Bir süre Ankara’da “Kalem” adında bir lokanta işletti (1967-69). Bu mekân, Ankara’nın önemli edebiyat mahfillerinden biri oldu. Yeni Gazete‘de röportajlar, Akşam‘da fıkralar yazdı. 1975’ten başlayarak vefatına kadar Cumhuriyet‘e “Politika ve Ötesi” başlığıyla köşe yazıları yazdı. 1980’deki askeri darbe sonrasında bir yazısından dolayı gözaltına alındı. 

Şiire lise yıllarında başladı. Ahmet Haşim’in etkisinde önceleri Divan tarzı şiirler denedi. Liseden arkadaşları Fethi Giray ve Suat Taşer’le birlikte Nâzım Hikmet’in etkisinde yazmaya başladılar. Daha sonraları 1940’ların toplumcu şairleri arasında yalın diliyle sivrildi, sonraları bu türde daha seyrek ürün verdi. 15 Mayıs 1948 tarihinde toplumcu-gerçekçi şairleri bir araya toplayan Meydan adlı tek sayılık bir dergi yayımladı.

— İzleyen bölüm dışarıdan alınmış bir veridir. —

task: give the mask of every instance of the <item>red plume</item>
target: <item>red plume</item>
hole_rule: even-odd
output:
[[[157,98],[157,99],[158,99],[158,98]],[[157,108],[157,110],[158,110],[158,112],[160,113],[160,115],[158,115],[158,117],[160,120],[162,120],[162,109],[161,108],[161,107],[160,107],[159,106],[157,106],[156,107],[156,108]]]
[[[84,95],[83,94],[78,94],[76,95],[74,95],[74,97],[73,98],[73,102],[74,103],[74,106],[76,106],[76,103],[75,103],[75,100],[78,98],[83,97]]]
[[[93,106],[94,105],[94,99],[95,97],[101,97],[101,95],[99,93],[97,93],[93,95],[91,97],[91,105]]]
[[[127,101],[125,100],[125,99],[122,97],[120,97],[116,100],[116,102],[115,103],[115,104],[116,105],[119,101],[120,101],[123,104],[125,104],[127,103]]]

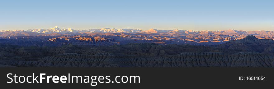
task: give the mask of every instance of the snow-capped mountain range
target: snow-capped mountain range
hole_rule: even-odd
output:
[[[17,32],[17,33],[15,33]],[[88,35],[95,33],[120,33],[135,34],[147,34],[162,35],[273,35],[274,31],[246,31],[229,29],[226,30],[195,31],[191,30],[185,30],[175,29],[171,30],[158,30],[151,29],[147,30],[140,29],[122,29],[104,28],[101,29],[89,29],[87,30],[76,30],[71,28],[61,29],[57,26],[49,29],[0,30],[0,36],[51,36],[56,35]],[[19,35],[17,35],[19,34]],[[18,36],[17,36],[18,35]]]

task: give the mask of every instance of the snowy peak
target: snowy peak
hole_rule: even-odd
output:
[[[144,32],[146,33],[151,34],[154,33],[158,33],[158,30],[156,29],[149,29],[149,30],[144,31]]]
[[[51,30],[61,30],[61,29],[60,29],[60,28],[58,28],[58,27],[57,27],[57,26],[55,26],[55,27],[54,27],[54,28],[52,28],[50,29],[51,29]]]

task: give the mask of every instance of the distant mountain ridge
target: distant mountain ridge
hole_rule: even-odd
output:
[[[87,30],[76,30],[71,28],[61,29],[57,26],[49,29],[29,29],[26,31],[21,30],[1,30],[0,36],[54,36],[56,35],[88,35],[94,33],[123,33],[130,34],[148,34],[171,35],[274,35],[274,31],[246,31],[229,29],[227,30],[195,31],[191,30],[184,30],[175,29],[171,30],[158,30],[151,29],[147,30],[140,29],[122,29],[104,28],[101,29],[89,29]]]

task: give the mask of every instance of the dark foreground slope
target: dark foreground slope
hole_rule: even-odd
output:
[[[0,45],[2,67],[274,67],[274,40],[251,36],[217,46],[133,43]]]

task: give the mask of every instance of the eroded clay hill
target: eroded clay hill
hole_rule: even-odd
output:
[[[97,38],[80,40],[96,42],[102,38]],[[0,67],[274,67],[273,47],[274,40],[252,36],[212,46],[69,44],[50,47],[5,44],[0,45]]]

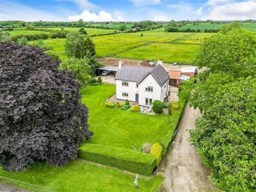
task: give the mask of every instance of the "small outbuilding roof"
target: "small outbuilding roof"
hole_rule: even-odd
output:
[[[99,68],[97,68],[97,69],[99,69],[100,70],[104,71],[111,71],[117,72],[118,70],[118,67],[113,67],[113,66],[103,66]]]
[[[197,70],[196,67],[187,67],[180,68],[181,73],[195,73]]]
[[[180,79],[181,72],[180,71],[170,70],[169,71],[169,75],[170,79]]]
[[[181,75],[180,79],[183,81],[188,81],[190,78],[190,77],[186,75]]]

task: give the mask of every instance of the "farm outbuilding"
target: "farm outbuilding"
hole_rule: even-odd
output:
[[[118,70],[118,67],[113,67],[113,66],[103,66],[99,68],[97,68],[96,70],[96,74],[97,75],[99,75],[101,74],[102,71],[110,71],[114,74],[114,75],[116,75],[116,72]]]

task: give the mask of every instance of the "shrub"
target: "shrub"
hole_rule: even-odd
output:
[[[153,102],[152,110],[156,113],[161,113],[163,111],[163,104],[159,100],[155,100]]]
[[[139,152],[93,144],[85,144],[79,148],[81,159],[117,167],[142,175],[152,174],[156,167],[156,158]]]
[[[122,109],[122,110],[126,110],[130,108],[130,105],[127,105],[127,104],[124,104],[121,108],[121,109]]]
[[[152,147],[152,144],[151,143],[144,143],[143,144],[142,144],[142,146],[141,147],[141,150],[140,150],[140,151],[142,153],[150,154]]]
[[[123,102],[119,102],[117,103],[117,106],[118,108],[121,108],[123,105]]]
[[[112,102],[107,102],[105,104],[105,106],[108,108],[113,108],[116,106],[116,103]]]
[[[134,105],[134,111],[136,112],[139,112],[140,111],[140,105],[138,104],[136,104]]]
[[[102,82],[102,79],[101,79],[101,77],[99,76],[99,77],[98,77],[98,82],[101,83]]]
[[[130,102],[129,102],[129,100],[128,99],[125,99],[125,104],[126,105],[130,105]]]
[[[154,143],[151,147],[150,154],[156,158],[156,164],[158,166],[162,158],[162,153],[163,152],[163,147],[159,143]]]

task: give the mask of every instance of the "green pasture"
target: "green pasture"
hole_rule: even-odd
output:
[[[161,59],[167,62],[191,62],[199,49],[198,45],[153,43],[119,53],[116,56],[140,60]]]
[[[90,130],[94,135],[89,142],[139,149],[146,142],[160,142],[168,123],[166,114],[150,115],[128,109],[105,106],[106,99],[116,92],[115,84],[87,87],[81,91],[82,102],[89,109]]]
[[[94,24],[93,26],[103,26],[103,27],[108,27],[111,29],[118,29],[120,24]],[[126,29],[131,29],[132,28],[132,25],[131,24],[126,24]]]
[[[60,27],[51,27],[51,28],[38,28],[37,29],[48,29],[53,30],[61,30]],[[64,30],[70,32],[78,32],[79,28],[71,28],[71,27],[65,27]],[[113,33],[114,30],[111,29],[95,29],[95,28],[84,28],[84,30],[87,32],[89,35],[98,35],[102,34],[108,34]]]
[[[18,35],[33,35],[34,34],[39,33],[50,33],[48,31],[33,31],[33,30],[13,30],[9,31],[9,33],[11,36],[16,36]]]
[[[107,39],[119,40],[136,40],[136,41],[171,41],[177,38],[183,38],[193,34],[193,33],[166,33],[164,31],[154,32],[155,30],[143,31],[138,33],[118,33],[115,35],[104,35],[95,37],[94,39]],[[141,36],[141,34],[143,34]]]
[[[89,163],[81,159],[71,161],[67,165],[58,167],[37,163],[19,173],[5,172],[0,167],[0,176],[62,192],[155,192],[163,179],[160,176],[139,176],[139,188],[136,189],[133,183],[136,174]],[[33,191],[49,191],[5,179],[2,179],[1,182]]]

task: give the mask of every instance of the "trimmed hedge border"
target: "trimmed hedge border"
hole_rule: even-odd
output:
[[[141,175],[153,174],[156,166],[153,156],[108,145],[87,143],[78,150],[79,158]]]

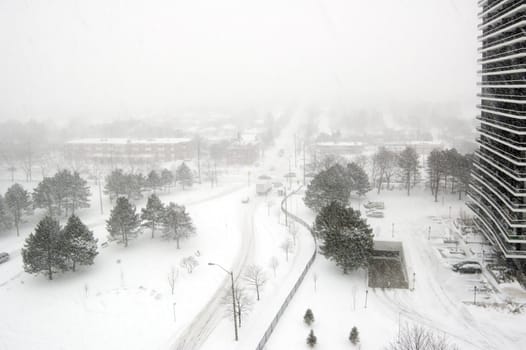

Söz Gibi (1977) ile 1978 Lions Edebiyat Ödülünü kazandı. 1995 yılında Burhan Felek Basın Hizmet Ödülü’ne değer görüldü. Evli ve iki çocuk babasıydı.14 Eylül 1998’de İstanbul’da öldü. Zincirlikuyu Mezarlığı’nda toprağa verildi.

Eserleri


Şiir
Birinci Kilometre (1945)
Dünya Güzel Olmalı (1954)
Söz Gibi (1977)
Öğle Rakıları (1986)
Tükenmez (Bütün Şiirleri, 1990)

Roman
Sürgün Alayı (1974)
Pulsuz Tavla (1975)
Kalenin Eteğinde (Pulsuz Tavla ile, 1975)

Diğer Eserleri
Acılı Kuşak (1968)
Politika ve Ötesi (1970)
12 Mart/Öfkeli Generaller ve İşkence (1974)
Sol Kavgası (1975) , Ara Rejim-Kara Rejim(1979)
Celâl Bayar Efsanesi ve Raftaki Demokrasi (1981)
Şâirler Dövüşür (1982)
Türkiye’nin Kalbi Ankara (1983)
Bir Deste İskambil (1985)
Bu Darbeler Kimin İçin (1986)
Gayri Resmî Yakın Tarih (1991)
Haber Peşinde 50 Yıl (1993)

Sürgün Alayı (1980) adıyla yayımladığı ilk romanında İkinci Dünya Savaşı yıllarında bir aydının öğrencilik ve askerlik günlerini konu etti. Biraz roman, biraz röportaj, biraz anı. İkinci Dünya Savaşı yılları Türkiye’sinden gerçekçi bir kesit. Faşizme karşı mücadele eden bir aydının öğrencilik ve askerlik yılları…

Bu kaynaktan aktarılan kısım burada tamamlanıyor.